Liddi escapes, only to be pulled into an interplanetary conspiracy more complex than she ever could have imagined. Her older brothers have been caught as well, trapped in the conduits between the planets. And when their captor implants a device in Liddi's vocal cords to monitor her speech, their lives are in her hands: One word and her brothers are dead.

Desperate to save her family from a desolate future, Liddi travels to another world, where she meets the one person who might have the skills to help her bring her eight brothers home-a handsome dignitary named Tiav. But without her voice, Liddi must use every bit of her strength and wit to convince Tiav that her mission is true. With the tenuous balance of the planets deeply intertwined with her brothers' survival, just how much is Liddi willing to sacrifice to bring them back?

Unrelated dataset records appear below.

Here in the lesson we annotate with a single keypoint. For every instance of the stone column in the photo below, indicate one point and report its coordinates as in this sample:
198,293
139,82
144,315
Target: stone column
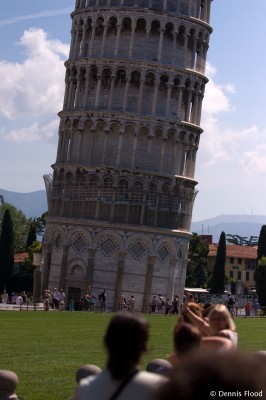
90,268
148,283
111,94
104,39
160,46
63,266
171,278
47,249
86,92
155,95
97,91
117,38
119,278
92,39
37,278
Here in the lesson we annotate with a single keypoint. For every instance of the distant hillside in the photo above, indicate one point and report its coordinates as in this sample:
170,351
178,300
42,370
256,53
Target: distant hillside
33,204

Haunting and mesmerizing, this retelling of Hans Christian Andersen's The Wild Swans strings the heart of the classic with a stunning, imaginative world as a star-crossed family fights for survival in this companion to Stitching Snow. (from Goodreads)

I've never been a scientifically or technologically minded person, so it surprised me just how much I enjoyed this book (as well as R.C. Lewis's first book and companion novel, Stitching Snow). It's kind of like being thrown head first into a Star Trek episode, with the characters talking about this device or interacting with that tech. It certainly kept me on my toes in order to keep up with each important piece of sci-fi that was mentioned! Sci-fi as a genre is not one that I usually gravitate towards, but since R.C. Lewis intertwined it with a bit of fantasy and a healthy dose of fairytale re-imaging, I HAD to read.


While Spinning Starlight does have a wonderful romance in it, at its heart this book is about family. As the youngest of nine children, Liddi has never known a life without her tech-genius brothers, and her relationship with them truly is what makes this book special. I loved the bond Liddi shared with each and every one of them. I loved how they defined her, and how she comes to define herself without them. All her life she's lived in their shadows, with the eyes of the entire galaxy waiting for her to live up to the Jantzen family name. That's a lot of pressure to live with! And Liddi may have crumbled under it... had she not found her own voice, ironically by losing it.

Liddi is thrown into a world that she does not know, tasked with saving her brothers, the most important people in her life, much less the galaxy's - all while unable to speak. She's never trusted anyone but her brothers, and now their fate relies on her trusting a young man who has every reason to doubt her. There is so much that could go wrong, SO MUCH that relies on Liddi's strength of will. It was fantastic to watch and to feel Liddi's weaknesses become her strengths. She is the kind of heroine I LOVE rooting for!

Tiav was an interesting character to follow, as well. He is tasked from the get go as Liddi's handler when she stumbles out of a portal, lost, helpless, and confused, into his world. Their relationship is so sweet. It's riddled with boundaries - communication, cultural, religious - and rife with misunderstandings. And yet, these two just get each other. I loved watching them grow up and take on the galaxy together, with all the ups and downs that come with adventures.

The worlds in which Lewis created was thrilling to discover. Liddi comes from a seven planetary system, with a fabled eighth that turns out to be not so fabled. The seven planets are linked and completely reliant on each other, and Jantzen Tech is at the heart of keeping them connected. And Tiav's world, the eighth planet, is so wildly different in values and practice. Through these differences, Lewis explores the role that religion and technology play in society. How over-zealous, extremist behavior on both sides do far more damage than anything else.

This book explores trust and dependency and family and love and hate and self-worth and pride and humility. There is so much for a reader to take away from it! I highly recommend adding this book to your TBR list! And if you already have, then I recommend moving it up and reading this book as soon as possible!